The NSA team arrive with Anton as a guide, providing Wade with a cover story about the murders being committed by a psychotic rogue operative. Wade does not believe them, but is forced to free John, who had been planning to leave on a vacation with Kristin, Tommy, and Theresa the following morning.

Coordinating with police to set a perimeter around the area where the python is likely to be, the NSA team use radar to locate the python. Believing they've caught the creature sleeping, Parker orders his men to open fire before realizing that the python had used its recently-shed skin as a decoy. The python kills the entire NSA team, including Parker, with Anton as the sole survivor

The next morning, the python attacks Theresa and kills Tommy at their home; Theresa drives away, but the python follows and disables her truck, forcing her to hide in a nearby crevice. John and Kristin go looking for Tommy and Theresa after they fail to arrive and find the wrecked truck; Theresa tries to warn them about the snake, which chases John and Kristin to the water treatment center, where they find both Theresa and a shocked Anton. Realizing that they must do something about the python before it gets to town, John calls Greg on the radio and fills him in on a plan they have devised to trap and destroy the python.

The group lures the python into the water treatment center by having it chase John through a shaft, while they set a bomb near the entrance and John escapes through a hatch too small for the snake; however, the bomb does not detonate when triggered. Anton runs back in to reset it, sacrificing himself by detonating manually when confronted by the python. Though the others celebrate their apparent success, the python emerges unscathed. While fleeing in Greg's police car, the group construct an alternative plan to penetrate the python's hide by luring the python into a vat of acid at the plating plant. They are able to push the python's underbelly into one of the vats, causing the python to be killed by the acid.

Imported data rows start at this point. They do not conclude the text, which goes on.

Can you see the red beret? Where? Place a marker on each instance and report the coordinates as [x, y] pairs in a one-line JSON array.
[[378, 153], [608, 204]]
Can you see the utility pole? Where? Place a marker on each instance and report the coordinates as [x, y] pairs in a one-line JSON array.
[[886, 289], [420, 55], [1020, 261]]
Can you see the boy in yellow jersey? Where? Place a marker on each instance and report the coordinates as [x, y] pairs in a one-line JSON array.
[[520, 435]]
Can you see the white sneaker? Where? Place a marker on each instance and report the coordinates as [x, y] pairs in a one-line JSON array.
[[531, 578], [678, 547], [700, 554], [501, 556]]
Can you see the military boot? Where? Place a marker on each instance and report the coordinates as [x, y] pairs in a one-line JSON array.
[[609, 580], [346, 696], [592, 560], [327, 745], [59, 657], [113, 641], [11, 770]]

Six months later, the plant has been reopened as a bar/bike shop where the death of the python is used as a sales tool; Greg has been accepted into Quantico to be an FBI agent and John gleefully announces that he Kristin are soon to be parents.

==Cast==
- Frayne Rosanoff as John Cooper
- Robert Englund as Dr. Anton Rudolph
- Casper Van Dien as NSA Special Agent Bart Parker
- William Zabka as Deputy Greg Larston
- Dana Barron as Kristin
- Sara Mornell as Theresa
- Wil Wheaton as Tommy
- Jenny McCarthy as Francesca Garibaldi
- Chris Owens as Brian Cooper
- Sean Whalen as Deputy Lewis Ross
- Gary Grubbs as Sheriff Griffin Wade
- Theo Pagones as Dootsen
- Scott Williamson as Kenny Summers
- David Bowe as Boone
- Keith Coogan as Lenny
- John Franklin as Floyd Fuller
- LoriDawn Messuri as Lisa Johnson
- Kathleen Randazzo as Roberta Keeler
- Ed Lauter as Pilot
- Marc McClure as Dave
- Frank Welker as Python (voice)

==Reception==
Python was originally broadcast in the United States on August 9, 2000. In the Philippines, the film was theatrically released as Anaconda 2000 on October 25, 2000, connecting it to the unrelated 1997 film Anaconda.

Python received mixed reviews. Critics praised the ensemble cast, but criticized the special effects and plot. Moria Reviews wrote: "The B-budget CGI monster movie is not a particularly distinguished genre but Python surprises as one of the better entries. For one, it is played with a sense of humour that lifts the show considerably over any rough technical patches."

==Sequels==
Python had three sequels:
- New Alcatraz (2002, also known as Boa) is about a giant prehistoric boa constrictor that is accidentally unleashed into a state-of-the-art prison in Antarctica, during a mining operation. The prison staff, the inmates, and two paleontologists, Dr. Robert Trenton (Dean Cain) and Dr. Jessica Platt-Trenton (Elizabeth Lackey), must band together to escape the prison or become the serpent's prey. The film was considered a critical failure.
- Pythons 2 (2002) has two carnivorous mutant pythons that terrorize a Russian research complex and military base; the Russians and the Americans must work together to destroy the creatures and save themselves.
- Boa vs. Python (2004), directed by David Flores, is a crossover between Python and Boa.